Oke, lanjut. Saya ulangi pertanyaannya ya: Mengapa orang yang menangis malah lebih kuat daripada orang yang tidak bisa menangis?
Karena, jika kamu tidak bisa menangis, belum bisa mungkin ya, berarti kamu belum menghadapi hal yang benar-benar berat. Sedangkan orang-orang yang menangis, mereka menangis karena hal berat tersebut. Namun mereka menangis untuk melegakan perasaan, membuang kesedihannya, agar nantinya bisa bangkit lagi. Mereka menangis untuk menjadi lebih kuat. Karena setelah menangis, mereka akan lebih lega, dan bisa memandang permasalahan yang dihadapi dengan pemahaman yang baru. Mungkin setelah pikiran lebih jernih, mereka akan mendapatkan hikmah-hikmah tertentu. Kemudian pemahaman baru tersebut akan membantu mereka menjadi manusia yang lebih baik lagi ke depannya.
Kemudian, karena menangis artinya lebih jujur. Melihat keburukan dan kelemahan diri sendiri sebenarnya cukup mudah, tapi daripada mengakuinya terang-terangan, bukankah sebagian orang lebih senang menyembunyikan keburukan dan kelemahannya? Bukankah yang lebih sering ditampilkan ke permukaan hanya yang bagus saja? Bukankah sebagian orang sering denial/ menolak kenyataan bahwa dirinya punya sisi buruk atau lemah? Dan bukankah... membicarakan kejelekan orang lain atau pun protes, bersama khalayak lain lebih mudah daripada membicarakan kejelekan diri sendiri di hadapan khalayak? Bukankah di hadapan umum kita akan cenderung menyembunyikan keburukan dan kelemahan kita?
Nah... dengan menangis kita bisa jujur. Kalau menangis sendirian berarti jujur kepada diri sendiri. Jujur mengakui bahwa kita memang lemah. Nggak sok kuat lagi, nggak denial lagi. Karena manusia biasa pasti semuanya punya kelemahan. Dan, berani jujur dengan rendah hati mengakui kelemahan diri sendiri itu tidak mudah. Makanya menurut saya itu layak dianggap sebagai suatu kekuatan tersendiri. Kekuatan dari sisi emosional. Karena semua orang punya emosi, tapi tidak semua bisa menyalurkan emosinya dengan cara yang baik.
Dan setelah menyalurkannya, kemudian balik ke statement awal saya, menangis untuk melegakan perasaan, membuang kesedihannya, agar nantinya bisa bangkit lagi.
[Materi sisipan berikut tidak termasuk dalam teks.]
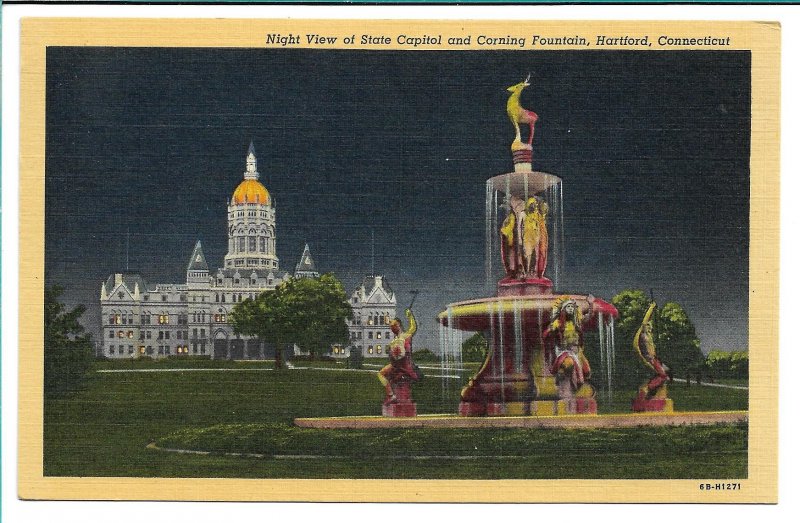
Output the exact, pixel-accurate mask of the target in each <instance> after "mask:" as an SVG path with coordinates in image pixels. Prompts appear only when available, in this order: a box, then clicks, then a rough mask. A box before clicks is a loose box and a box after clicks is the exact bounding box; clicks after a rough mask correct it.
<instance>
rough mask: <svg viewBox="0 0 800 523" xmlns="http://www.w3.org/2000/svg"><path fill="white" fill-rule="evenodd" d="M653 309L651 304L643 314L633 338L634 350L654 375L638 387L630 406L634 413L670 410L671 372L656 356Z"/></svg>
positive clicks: (652, 307)
mask: <svg viewBox="0 0 800 523" xmlns="http://www.w3.org/2000/svg"><path fill="white" fill-rule="evenodd" d="M655 309H656V304H655V302H653V303H651V304H650V307H648V309H647V312H645V314H644V318H643V319H642V325H641V326H640V327H639V330H638V331H636V335H635V336H634V338H633V348H634V350H635V351H636V353H637V354H638V355H639V358H641V360H642V363H644V365H645V366H646V367H647V368H649V369H650V370H651V371H653V373H654V374H653V376H651V378H650V379H649V380H648V382H647V383H645V384H644V385H642V386H641V387H639V392H638V394H637V396H636V398H635V399H634V400H633V405H632V408H633V410H634V411H635V412H643V411H664V410H667V411H671V410H672V406H671V400H669V398H667V383H668V382H670V381H672V371H671V369H670V368H669V366H667V365H666V364H665V363H664V362H662V361H661V360H660V359H659V358H658V356H656V344H655V340H654V338H655V336H654V334H653V312H654V311H655Z"/></svg>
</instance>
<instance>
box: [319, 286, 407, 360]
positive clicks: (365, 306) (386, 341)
mask: <svg viewBox="0 0 800 523" xmlns="http://www.w3.org/2000/svg"><path fill="white" fill-rule="evenodd" d="M350 306H351V307H352V308H353V319H352V321H349V322H348V326H349V327H350V343H349V345H348V346H347V347H333V349H332V351H331V352H332V355H333V357H347V356H349V355H350V347H356V348H358V349H359V350H361V354H362V355H363V356H364V357H365V358H386V357H387V356H386V347H387V345H388V344H389V341H391V339H392V337H393V336H394V335H393V334H392V331H391V330H389V322H390V321H391V320H393V319H394V318H395V317H397V298H396V297H395V294H394V291H392V289H391V287H389V285H388V283H387V282H386V280H385V278H384V277H383V276H368V277H366V278H364V281H363V282H362V283H361V285H360V286H359V287H358V288H357V289H356V290H355V291H354V292H353V294H351V295H350ZM403 325H404V326H405V322H404V323H403Z"/></svg>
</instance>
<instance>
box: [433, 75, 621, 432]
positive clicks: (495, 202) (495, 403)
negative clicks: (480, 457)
mask: <svg viewBox="0 0 800 523" xmlns="http://www.w3.org/2000/svg"><path fill="white" fill-rule="evenodd" d="M529 85H530V84H529V83H528V80H526V81H524V82H521V83H519V84H517V85H514V86H512V87H509V88H508V90H509V91H510V92H511V93H512V94H511V96H510V98H509V100H508V105H507V111H508V115H509V117H510V119H511V121H512V123H513V124H514V127H515V129H516V138H515V140H514V142H513V143H512V145H511V152H512V157H513V161H514V172H511V173H507V174H501V175H498V176H494V177H492V178H490V179H489V180H488V181H487V182H486V277H487V281H490V280H491V279H492V278H494V277H495V276H494V267H495V266H496V265H495V263H496V262H495V260H497V259H499V260H500V261H501V262H502V268H503V271H504V276H503V277H502V278H501V279H500V280H499V281H498V282H497V295H496V296H494V297H490V298H482V299H477V300H470V301H464V302H459V303H452V304H450V305H448V306H447V309H446V310H445V311H443V312H442V313H440V314H439V316H438V321H439V324H440V351H441V354H442V365H443V367H444V368H443V369H442V370H443V372H442V374H444V375H448V374H450V369H449V366H450V365H459V366H460V354H461V343H462V342H463V339H464V335H463V332H465V331H469V332H482V333H483V334H484V337H485V338H486V340H487V341H488V344H489V350H488V353H487V357H486V360H485V362H484V363H483V365H482V366H481V368H480V370H479V371H478V372H477V374H475V376H473V377H472V378H471V379H470V380H469V383H468V384H467V386H466V387H464V389H463V390H462V391H461V403H460V405H459V414H460V415H462V416H524V415H534V416H552V415H559V414H596V413H597V402H596V400H595V389H594V388H593V387H592V386H591V385H590V384H589V381H588V380H589V377H590V375H591V373H592V371H591V368H590V365H589V362H588V360H587V359H586V357H585V356H584V354H583V345H584V333H586V332H589V331H590V330H596V331H597V332H598V334H599V339H600V354H601V362H600V370H601V374H603V376H601V380H602V381H604V382H605V384H606V389H607V391H608V393H609V395H610V391H611V375H612V371H613V367H614V319H615V318H616V317H617V310H616V309H615V308H614V306H613V305H611V304H609V303H607V302H605V301H603V300H601V299H598V298H595V297H593V296H592V295H591V294H589V295H581V294H567V293H561V292H554V282H553V280H551V279H549V278H548V277H547V276H545V272H546V271H548V268H549V273H551V274H552V276H553V279H554V280H555V288H556V289H558V288H559V286H560V279H561V278H562V277H563V262H564V252H563V251H564V228H563V208H562V184H561V179H560V178H559V177H557V176H554V175H552V174H547V173H543V172H538V171H533V170H532V156H533V154H532V151H533V146H532V143H533V133H534V125H535V123H536V121H537V120H538V116H537V115H536V113H534V112H532V111H528V110H526V109H523V108H522V106H521V105H520V101H519V97H520V94H521V92H522V90H523V89H524V88H525V87H527V86H529ZM520 124H528V125H529V129H530V131H529V136H528V140H527V143H523V142H522V140H521V133H520V127H519V125H520Z"/></svg>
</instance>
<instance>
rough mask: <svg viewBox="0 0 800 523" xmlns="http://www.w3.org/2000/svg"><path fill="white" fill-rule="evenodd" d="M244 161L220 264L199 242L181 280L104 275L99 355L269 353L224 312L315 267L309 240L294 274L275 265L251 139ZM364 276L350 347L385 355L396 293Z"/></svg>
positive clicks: (238, 356) (355, 300)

Mereka menangis untuk menjadi lebih kuat, dengan memandang permasalahan yang dihadapi dengan suatu pemahaman baru, dan hal tersebut akan membantu mereka menjadi manusia yang lebih baik lagi ke depannya.
Begitulah jawaban versi saya. Hahaha. Kini, saya pun lebih sering menangis daripada dulu. Karena saya sudah paham bahwa terlalu menahan perasaan itu tidak baik. Mungkin juga karena masalah saya bertambah banyak. Dan juga mungkin perasaan saya lebih berkembang. Hati saya sudah tidak segersang sebelumnya, karena saya lebih membuka hati. Hahaha.
Sekian dari saya. Barangkali ada yang nyasar kesini, semoga tulisan saya ada manfaatnya hahaha.